The Los Alamos County Health Council on Jan. 1 moved from planning toward implementation of the county's Comprehensive Health Plan after staff reported the plan was approved by County Council Dec. 17 and is now a finalized product. "We now have a finalized CHP product, which is super exciting," Social Services Manager Jessica Strong said during the meeting.
The council discussed short- and medium-term next steps needed to carry the plan into action, including identifying funding, staffing and specific deliverables required by the New Mexico Department of Health and the Alliance of Health Councils. "The next step would be the budget submittal and to put those additional FTEs and any funding you want," Strong said, describing how recommendations will move from plan to implementation.

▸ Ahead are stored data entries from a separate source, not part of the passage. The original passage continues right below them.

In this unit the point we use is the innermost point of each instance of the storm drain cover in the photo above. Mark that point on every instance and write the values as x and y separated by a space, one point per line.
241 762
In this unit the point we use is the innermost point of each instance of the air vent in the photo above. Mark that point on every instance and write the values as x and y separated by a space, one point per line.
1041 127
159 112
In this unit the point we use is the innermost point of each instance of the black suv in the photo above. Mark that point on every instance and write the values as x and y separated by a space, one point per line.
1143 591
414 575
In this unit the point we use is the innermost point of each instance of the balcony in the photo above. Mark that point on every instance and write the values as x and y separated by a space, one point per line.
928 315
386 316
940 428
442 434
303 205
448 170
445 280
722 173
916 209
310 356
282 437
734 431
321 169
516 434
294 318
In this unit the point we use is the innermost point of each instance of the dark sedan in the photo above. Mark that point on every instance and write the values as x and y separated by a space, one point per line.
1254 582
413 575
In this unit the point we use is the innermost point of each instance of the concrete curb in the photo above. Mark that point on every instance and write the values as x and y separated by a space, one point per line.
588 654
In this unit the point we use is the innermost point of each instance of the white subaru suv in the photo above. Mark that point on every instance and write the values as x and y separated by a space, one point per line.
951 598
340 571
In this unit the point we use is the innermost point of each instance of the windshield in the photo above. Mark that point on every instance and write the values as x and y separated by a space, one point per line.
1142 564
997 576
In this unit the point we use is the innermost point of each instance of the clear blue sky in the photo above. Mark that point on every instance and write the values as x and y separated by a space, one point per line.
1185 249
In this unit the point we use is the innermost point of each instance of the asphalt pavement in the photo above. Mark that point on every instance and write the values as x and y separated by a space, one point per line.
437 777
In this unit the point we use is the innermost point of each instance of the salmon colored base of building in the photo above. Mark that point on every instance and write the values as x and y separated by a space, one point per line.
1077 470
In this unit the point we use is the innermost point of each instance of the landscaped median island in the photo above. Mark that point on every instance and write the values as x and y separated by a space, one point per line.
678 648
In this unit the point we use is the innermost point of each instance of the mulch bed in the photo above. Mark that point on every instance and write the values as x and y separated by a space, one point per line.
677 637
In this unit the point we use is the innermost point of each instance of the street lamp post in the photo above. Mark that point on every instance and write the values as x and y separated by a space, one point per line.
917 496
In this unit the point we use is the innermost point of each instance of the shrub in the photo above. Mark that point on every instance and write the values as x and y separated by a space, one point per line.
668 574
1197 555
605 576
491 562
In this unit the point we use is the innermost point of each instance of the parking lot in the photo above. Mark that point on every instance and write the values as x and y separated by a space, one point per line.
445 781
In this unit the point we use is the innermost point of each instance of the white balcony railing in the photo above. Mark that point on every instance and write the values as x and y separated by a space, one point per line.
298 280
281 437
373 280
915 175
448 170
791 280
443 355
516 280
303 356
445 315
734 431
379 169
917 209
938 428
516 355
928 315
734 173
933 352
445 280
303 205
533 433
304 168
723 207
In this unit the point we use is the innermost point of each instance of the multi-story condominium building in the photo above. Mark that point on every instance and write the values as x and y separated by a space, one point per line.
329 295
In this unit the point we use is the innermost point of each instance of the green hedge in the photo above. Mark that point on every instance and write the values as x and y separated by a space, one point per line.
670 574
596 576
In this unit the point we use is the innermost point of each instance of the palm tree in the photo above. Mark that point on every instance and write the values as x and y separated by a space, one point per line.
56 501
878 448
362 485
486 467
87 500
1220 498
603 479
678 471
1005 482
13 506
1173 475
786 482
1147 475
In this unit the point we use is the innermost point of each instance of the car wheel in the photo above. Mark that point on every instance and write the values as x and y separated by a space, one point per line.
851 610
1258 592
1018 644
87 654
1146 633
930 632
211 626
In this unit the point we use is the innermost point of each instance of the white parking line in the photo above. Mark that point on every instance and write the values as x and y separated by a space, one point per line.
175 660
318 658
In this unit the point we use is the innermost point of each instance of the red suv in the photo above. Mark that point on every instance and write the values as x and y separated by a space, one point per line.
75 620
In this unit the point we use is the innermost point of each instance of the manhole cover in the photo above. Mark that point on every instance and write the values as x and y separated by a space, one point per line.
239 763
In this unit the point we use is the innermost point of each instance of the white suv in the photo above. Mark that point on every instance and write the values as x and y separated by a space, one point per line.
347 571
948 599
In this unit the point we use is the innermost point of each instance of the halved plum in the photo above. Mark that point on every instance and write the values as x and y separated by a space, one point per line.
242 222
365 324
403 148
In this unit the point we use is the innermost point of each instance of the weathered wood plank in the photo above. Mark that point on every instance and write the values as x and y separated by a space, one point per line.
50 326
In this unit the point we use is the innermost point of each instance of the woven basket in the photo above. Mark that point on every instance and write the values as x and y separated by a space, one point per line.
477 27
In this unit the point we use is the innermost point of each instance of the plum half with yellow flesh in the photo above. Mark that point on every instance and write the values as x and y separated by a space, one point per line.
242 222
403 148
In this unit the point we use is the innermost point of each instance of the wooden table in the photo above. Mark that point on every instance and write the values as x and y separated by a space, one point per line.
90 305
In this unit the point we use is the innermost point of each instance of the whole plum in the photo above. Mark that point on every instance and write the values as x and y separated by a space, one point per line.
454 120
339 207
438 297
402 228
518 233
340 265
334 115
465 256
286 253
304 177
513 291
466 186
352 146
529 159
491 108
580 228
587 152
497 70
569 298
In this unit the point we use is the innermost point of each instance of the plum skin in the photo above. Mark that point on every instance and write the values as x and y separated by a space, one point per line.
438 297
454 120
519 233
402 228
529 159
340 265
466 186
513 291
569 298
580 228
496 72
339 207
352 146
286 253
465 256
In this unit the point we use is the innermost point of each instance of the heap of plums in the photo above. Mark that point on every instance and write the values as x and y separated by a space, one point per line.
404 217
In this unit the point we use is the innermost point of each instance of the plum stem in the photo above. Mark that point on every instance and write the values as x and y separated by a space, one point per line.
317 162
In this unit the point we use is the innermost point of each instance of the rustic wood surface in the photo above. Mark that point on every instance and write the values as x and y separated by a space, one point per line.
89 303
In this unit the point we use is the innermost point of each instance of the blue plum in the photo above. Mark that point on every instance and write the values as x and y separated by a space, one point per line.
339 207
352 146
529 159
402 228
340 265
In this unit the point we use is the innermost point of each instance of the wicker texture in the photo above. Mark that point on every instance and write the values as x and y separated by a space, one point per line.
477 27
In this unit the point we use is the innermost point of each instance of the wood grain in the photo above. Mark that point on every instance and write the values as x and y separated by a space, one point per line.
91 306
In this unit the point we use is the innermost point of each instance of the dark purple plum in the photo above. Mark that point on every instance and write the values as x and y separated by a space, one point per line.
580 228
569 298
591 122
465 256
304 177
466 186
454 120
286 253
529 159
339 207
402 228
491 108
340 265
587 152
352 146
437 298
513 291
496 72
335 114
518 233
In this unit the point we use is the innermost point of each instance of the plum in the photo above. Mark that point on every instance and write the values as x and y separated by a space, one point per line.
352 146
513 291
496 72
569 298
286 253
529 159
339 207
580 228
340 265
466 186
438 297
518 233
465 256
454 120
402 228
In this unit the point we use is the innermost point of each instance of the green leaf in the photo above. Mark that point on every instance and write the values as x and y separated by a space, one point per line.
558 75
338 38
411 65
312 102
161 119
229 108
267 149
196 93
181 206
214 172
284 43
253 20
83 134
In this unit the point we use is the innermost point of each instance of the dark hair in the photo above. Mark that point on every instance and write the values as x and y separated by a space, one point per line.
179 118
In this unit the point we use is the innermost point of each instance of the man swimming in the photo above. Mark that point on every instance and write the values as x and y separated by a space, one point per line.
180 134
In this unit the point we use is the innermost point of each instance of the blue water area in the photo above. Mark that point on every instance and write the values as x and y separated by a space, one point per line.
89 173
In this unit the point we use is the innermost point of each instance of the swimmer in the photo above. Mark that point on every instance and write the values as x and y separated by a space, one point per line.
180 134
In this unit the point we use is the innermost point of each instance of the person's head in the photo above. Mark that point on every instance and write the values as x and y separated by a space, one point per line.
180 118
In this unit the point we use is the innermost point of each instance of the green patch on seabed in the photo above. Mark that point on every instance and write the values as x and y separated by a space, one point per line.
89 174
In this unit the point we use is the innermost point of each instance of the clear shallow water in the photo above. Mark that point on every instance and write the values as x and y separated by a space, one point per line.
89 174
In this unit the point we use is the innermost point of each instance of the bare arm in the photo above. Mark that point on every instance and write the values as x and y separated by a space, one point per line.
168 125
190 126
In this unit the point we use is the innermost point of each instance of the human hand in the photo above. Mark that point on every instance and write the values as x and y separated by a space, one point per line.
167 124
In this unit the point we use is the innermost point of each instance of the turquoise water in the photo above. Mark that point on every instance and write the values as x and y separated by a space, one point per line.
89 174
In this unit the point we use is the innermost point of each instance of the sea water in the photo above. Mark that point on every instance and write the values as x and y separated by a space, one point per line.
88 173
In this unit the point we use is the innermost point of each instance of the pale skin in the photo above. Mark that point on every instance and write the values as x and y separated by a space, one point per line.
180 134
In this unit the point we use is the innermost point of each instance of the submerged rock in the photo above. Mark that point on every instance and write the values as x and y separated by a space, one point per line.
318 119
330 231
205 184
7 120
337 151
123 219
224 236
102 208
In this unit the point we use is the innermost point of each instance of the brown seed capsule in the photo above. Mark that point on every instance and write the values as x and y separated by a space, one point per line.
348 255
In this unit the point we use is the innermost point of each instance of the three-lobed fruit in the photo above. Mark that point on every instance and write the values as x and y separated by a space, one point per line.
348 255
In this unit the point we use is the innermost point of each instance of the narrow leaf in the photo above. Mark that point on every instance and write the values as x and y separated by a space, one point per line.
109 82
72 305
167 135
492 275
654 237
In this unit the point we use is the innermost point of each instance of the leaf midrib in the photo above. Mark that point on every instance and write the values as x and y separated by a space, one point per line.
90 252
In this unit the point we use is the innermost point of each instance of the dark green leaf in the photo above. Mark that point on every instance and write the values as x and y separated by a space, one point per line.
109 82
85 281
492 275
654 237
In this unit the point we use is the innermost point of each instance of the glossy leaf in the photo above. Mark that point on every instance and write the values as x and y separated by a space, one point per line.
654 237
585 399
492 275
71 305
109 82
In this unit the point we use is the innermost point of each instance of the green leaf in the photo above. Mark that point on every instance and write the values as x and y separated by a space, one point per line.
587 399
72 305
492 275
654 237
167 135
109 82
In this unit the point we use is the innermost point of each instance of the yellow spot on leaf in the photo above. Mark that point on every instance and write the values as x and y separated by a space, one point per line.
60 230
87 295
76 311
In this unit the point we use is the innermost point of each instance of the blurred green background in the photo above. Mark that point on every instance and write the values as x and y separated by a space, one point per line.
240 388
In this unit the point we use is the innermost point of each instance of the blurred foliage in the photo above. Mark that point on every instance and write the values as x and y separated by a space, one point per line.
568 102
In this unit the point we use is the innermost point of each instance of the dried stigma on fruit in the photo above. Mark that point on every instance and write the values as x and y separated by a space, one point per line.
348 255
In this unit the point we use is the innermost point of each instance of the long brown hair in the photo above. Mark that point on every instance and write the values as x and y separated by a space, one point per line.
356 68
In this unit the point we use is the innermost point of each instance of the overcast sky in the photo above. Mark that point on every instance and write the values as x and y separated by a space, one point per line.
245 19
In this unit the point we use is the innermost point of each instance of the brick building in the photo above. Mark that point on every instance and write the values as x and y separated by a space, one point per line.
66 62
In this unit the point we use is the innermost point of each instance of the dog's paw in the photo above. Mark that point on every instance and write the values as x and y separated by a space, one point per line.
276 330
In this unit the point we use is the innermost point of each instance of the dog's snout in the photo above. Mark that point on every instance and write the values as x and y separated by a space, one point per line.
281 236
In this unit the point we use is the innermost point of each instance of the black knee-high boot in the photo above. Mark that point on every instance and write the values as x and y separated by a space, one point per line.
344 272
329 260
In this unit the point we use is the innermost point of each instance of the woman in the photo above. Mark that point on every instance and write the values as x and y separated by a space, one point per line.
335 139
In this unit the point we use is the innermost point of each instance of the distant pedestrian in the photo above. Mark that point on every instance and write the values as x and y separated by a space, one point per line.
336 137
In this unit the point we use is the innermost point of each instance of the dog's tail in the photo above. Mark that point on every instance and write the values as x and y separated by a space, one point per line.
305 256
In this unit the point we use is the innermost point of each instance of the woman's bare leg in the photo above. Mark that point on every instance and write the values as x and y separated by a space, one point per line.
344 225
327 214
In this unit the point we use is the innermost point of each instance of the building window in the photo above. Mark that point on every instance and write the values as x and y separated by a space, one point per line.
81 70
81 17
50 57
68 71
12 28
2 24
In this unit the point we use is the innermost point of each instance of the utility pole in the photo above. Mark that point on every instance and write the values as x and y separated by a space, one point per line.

Why it matters: The comprehensive plan contains measurable recommendations meant to change service delivery across Los Alamos County. Council members said implementing the recommendations will require coordinated action among Social Services, county leadership, the Department of Health and regional partners and may involve securing grant funding or county budget allocations.
Members highlighted several implementation priorities discussed in the Comprehensive Health Plan: stronger regional coordination with neighboring jurisdictions, enhanced outreach and prevention programs for older adults and youth, and better discharge and follow-up for behavioral-health patients. Jill De Haven, vice chair and a commercial real estate broker, urged a regional approach with Espanola to pool resources and broaden capacity: "We are too small to do it all individually," she said.
The council also took up the locally debated label for a proposed centralized service location. Several members objected to the label "social services hub" as unclear or narrowly focused. The group agreed to substitute "community health and social services center" in the work plan and asked staff to conduct a search-and-replace across the draft. "Could you just say community health and social services center?" one member asked during discussion; staff agreed to change the terminology and to bring a fuller recommendation to the February meeting.
Discussion about advancing the center included whether to create a formal subcommittee or an informal working group. County procedure requires that any board subcommittee follow public-notice rules and limits the number of board members on a working group; staff said they will research the options and return with a recommendation. The council directed staff to include the center discussion and the committee/working-group question on the February agenda.
Operational context: Council members and staff noted that some elements of implementation depend on external approvals and funding. Jessica Strong referenced recent procedural work (a county-required boards-and-commissions work-plan form) and said staff would attach the council's action items and align them with county strategic priorities before submission to the county manager's office.
What comes next: Staff will update the council's draft work plan per the meeting edits, replace the "hub" language with "community health and social services center," and prepare a proposal for how the council should organize any committee or working group to shepherd the center concept. The council will revisit the item at its February meeting.